Board pearl: When you see "elevated PSA + recent UTI" — the answer is treat the UTI and recheck PSA in 6 weeks, not urology referral. Always remove confounders before initiating the cancer workup cascade.
— 58-year-old man at annual visit asks about "the prostate test"
— Correct answer: "Discuss the risks and benefits of PSA screening" / "Engage in shared decision-making"
— Distractor: ordering PSA outright or refusing to discuss
— 73-year-old healthy man asks for PSA
— Correct answer: counsel against screening (USPSTF Grade D ≥70)
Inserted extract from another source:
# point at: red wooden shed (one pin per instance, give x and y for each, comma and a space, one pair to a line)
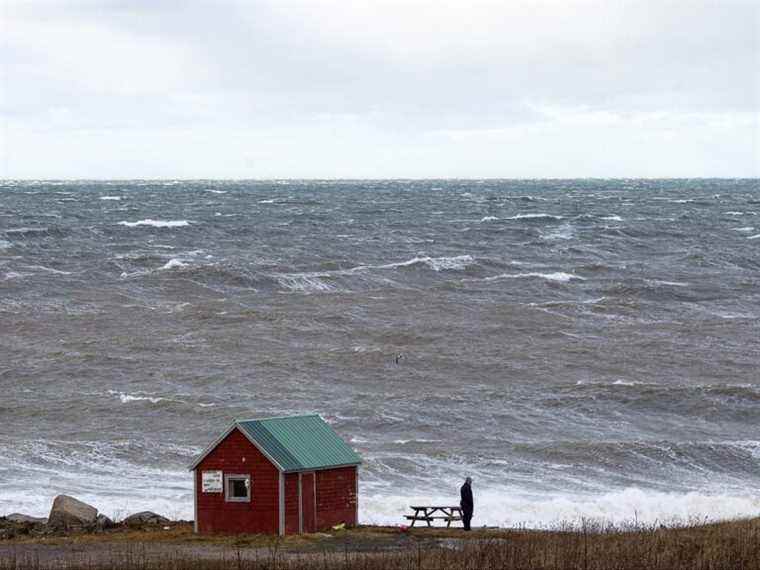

— Distractor: order PSA, order DRE, refer to urology
— 60-year-old with PSA 6.0, recent UTI treated 2 weeks ago / cycling 50 miles last weekend / prostatitis last month
— Correct answer: repeat PSA in 6 weeks after confounder resolved
— Distractor: immediate biopsy, prostate MRI, urology referral
— Man on finasteride for 2 years for BPH, PSA 3.2
— Correct answer: effective PSA is ~6.4 — refer for evaluation
— Distractor: reassure, repeat in 1 year
— Man with known metastatic prostate cancer, back pain, leg weakness
— Correct answer: IV dexamethasone + MRI whole spine immediately, radiation oncology consult
— Distractor: oral steroids, outpatient MRI, opioids alone
— Asymptomatic man, normal PSA, but hard nodule on DRE
— Correct answer: urology referral for biopsy — DRE finding alone warrants evaluation
— Distractor: reassure because PSA normal
— Older man with back pain, alk phos 400, normal calcium, normal LFTs
— Differentiate: prostate cancer mets (check PSA), Paget disease, myeloma
— Man starting leuprolide for metastatic disease with extensive bone mets
— Correct answer: pretreat with bicalutamide to prevent testosterone flare
— Distractor: start leuprolide alone, use degarelix (acceptable alternative but flare prevention with antiandrogen is the classic answer)
— Post-prostatectomy PSA rising from undetectable to 0.3 confirmed
— Correct answer: PSMA-PET imaging and refer for salvage radiation
Board pearl: When in doubt on a Step 3 prostate cancer stem, ask: "Is this a screening question or a management question?" Screening questions almost always answer to shared decision-making or age-based refusal; management questions answer to address confounders, refer appropriately, or treat the emergency.
Prostate cancer screening is a shared decision-making conversation about PSA testing — offered to men ages 55–69 (and earlier in Black men, BRCA carriers, or strong family history) and recommended against in men ≥70 or with <10-year life expectancy — with workup of elevated PSA proceeding only after addressing reversible confounders, ideally via mpMRI before targeted biopsy.
Board pearl: Master four phrases for Step 3 prostate cancer questions — "shared decision-making," "double the PSA on a 5-ARI," "repeat PSA after addressing confounders," and "dexamethasone before MRI in suspected cord compression" — and you will get virtually every vignette right.